Domoic acid's effect on other species was unknown, she said, but it would be reasonable to think it would also affect marine mammals such as whales.
Whether iron fertilisation ever will be deployed as a "climate fix" is unclear.
The last major investigation - last year's Lohafex expedition - found that despite depositing six tonnes of iron in the Southern Ocean, little extra CO2 was drawn from the atmosphere.
Nevertheless, one company - Climos - aims eventually to deploy the technique on a commercial basis.
A Climos spokesman agreed that further research on domoic acid production was needed.
"Moving forward, we need to understand exactly how deep-ocean phytoplankton respond to iron, be it naturally or artificially supplied; whether and in what situations domoic acid is produced, and how the ecosystem is or is not already adapted to this," he said.

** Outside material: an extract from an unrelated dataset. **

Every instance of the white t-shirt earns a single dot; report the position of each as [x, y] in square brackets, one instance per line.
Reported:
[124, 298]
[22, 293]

For William Cochlan's team, the potential impact on sea life is something that regulators and scientists must take into account when deciding whether to allow further studies or deployment.
"We saw some literature going around with claims like 'there is no indication of toxicity to sea life' - well, if you don't measure it, of course there's no indication, and we have to keep that kind of legalese out of science," he said.
"If the end goal is to use it to fight climate warming, then we have to understand the consequences for marine life."